Sergeant York (1941)
7/10
Flag-waving inoculation for US entry into World War II
14 December 2006
Warning: Spoilers
Smoothly directed by Howard Hawks along Hollywood lines, the film is the biography -- or maybe "biography" -- of Alvin York, a hillbilly who engineered the survival of his unit and the capture of a massive number of Germans, winning the Congressional Medal of Honor.

Historically it serves as an inoculation, giving the American audience of early 1941 just a touch of what it's like for the country to be at war, so that we can all get used to the idea.

The country was full of isolationists at the time, Lucky Lindbergh, an American hero, among them. Few people wanted to "pull England's chestnuts out of the fire" again in 1941. Besides, while war waged in Europe, where it had been going on for a couple of years, American business was doing rather well in producing weapons. They'd pulled that off for a full three years during World War I.

But many people, including President Roosevelt, saw war as ultimately inevitable and it looks like the Warner Brothers did too. This film reminded us that, although war may be hell, we win in the end, as usual.

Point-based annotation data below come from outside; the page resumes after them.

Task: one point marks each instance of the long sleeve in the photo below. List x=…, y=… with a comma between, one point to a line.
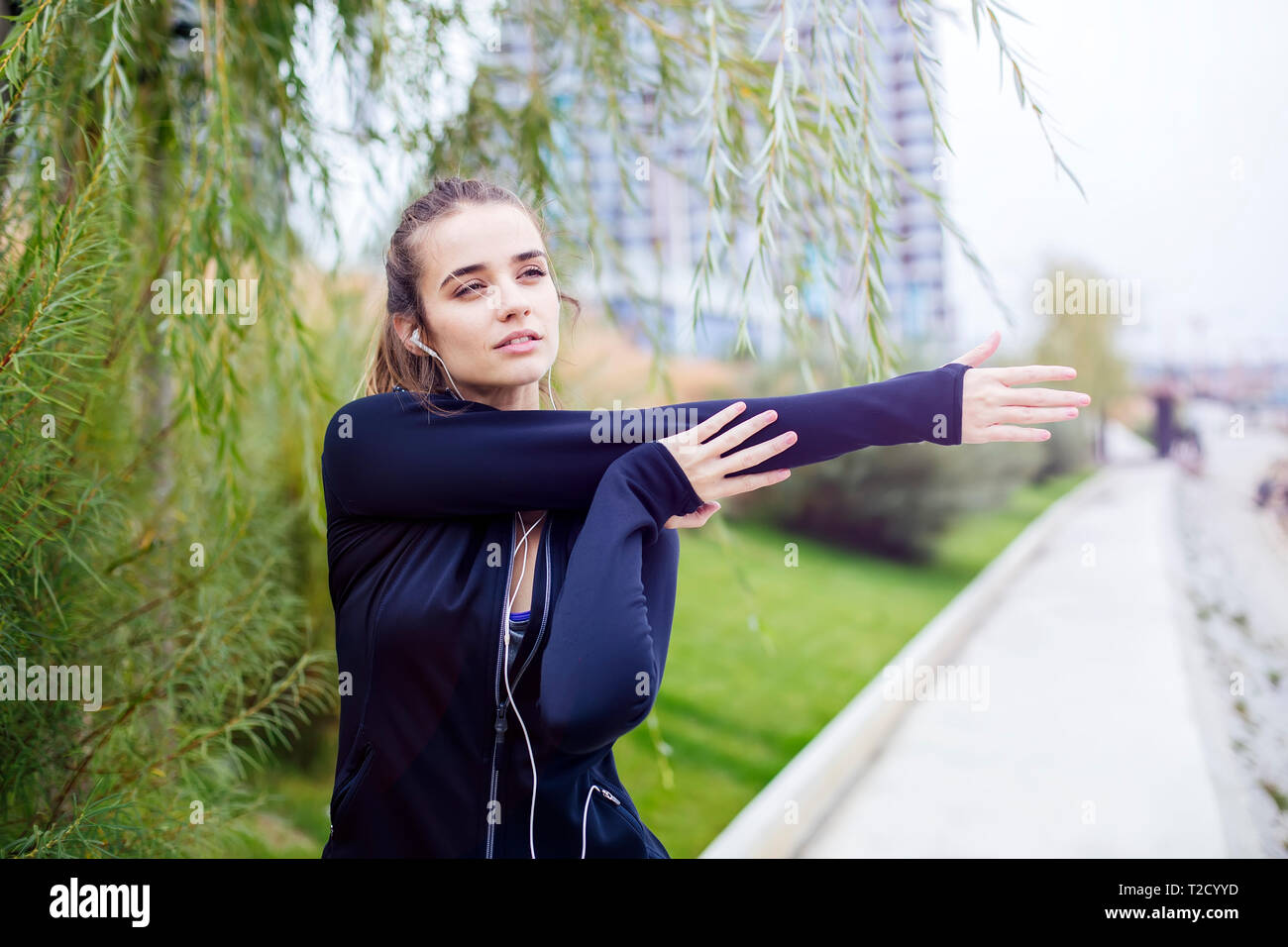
x=603, y=661
x=386, y=457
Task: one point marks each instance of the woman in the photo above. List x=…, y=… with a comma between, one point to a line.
x=492, y=564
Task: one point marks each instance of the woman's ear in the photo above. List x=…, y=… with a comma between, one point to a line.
x=404, y=326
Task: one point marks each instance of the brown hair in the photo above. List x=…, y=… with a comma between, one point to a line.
x=389, y=363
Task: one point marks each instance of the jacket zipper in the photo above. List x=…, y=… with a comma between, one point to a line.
x=498, y=724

But it's not a stupid movie by any means. The conflict between living peacefully and making war is presented starkly. Gary Cooper, as York, shows us a man who can be either dissolute and bitter or dedicated and honorable. (He's born again when lightning strikes his rifle and mule in Tennessee.) He's a conscientious objector who does everything possible to avoid the draft because killing is against his religion. The Army gives him an American history book and sends him back home to think things over. He jest studies hisself right up to the dead edge of yonder. Then a breeze ruffles the pages of his Bible and opens it to, "Render unto Caesar those things that are Caesar's, and unto God those things that are God's." Bingo. He goes to war, excels with the Springfield '03 "rifle gun", and avenges the deaths of his friends by daring and marksmanship -- played partly for laughs, although the shootings would be funny most to boys under the age of fourteen. His behavior under fire and the capture of that horde of Germans is historically accurate though, and it was an astounding feat.

Back home they offer Cooper all kinds of rewards for endorsing products that will cure jock itch, dandruff, hangnails, or whatever, but he refuses to sell his name because he is not proud of the killing he did in France. He prefers to settle down quietly as a farmer in the hills with his family. This is also accurate. The guy must have been a demon of virtues. Joan Leslie provides the requisite love interest but I ain't so sartain she war necessary to thet there a-plot. He winds up happily with his sweetheart in a cottage covered with flowers and surrounded by a white picket fence in the idyllic hills, the kind of place that only exists in fantasies.

It's a rather long movie, and some parts are a little sketchy, especially those dealing with his initial introduction to the Army. But it doesn't drag. Hawks evokes the poverty of the Upland South in the early years of the last century without seeming to strain while doing so. Cooper's disappointment when his Herculean efforts to acquire bottom land fail is almost palpable. Cooper's varying moods are helped along by Max Steiner's sprightly song, which dips into a minor key while we witness misery on the screen.

Given its theme, its obviously pedantic intent, it ought to be dated and boring but it's not. It's a pretty good job.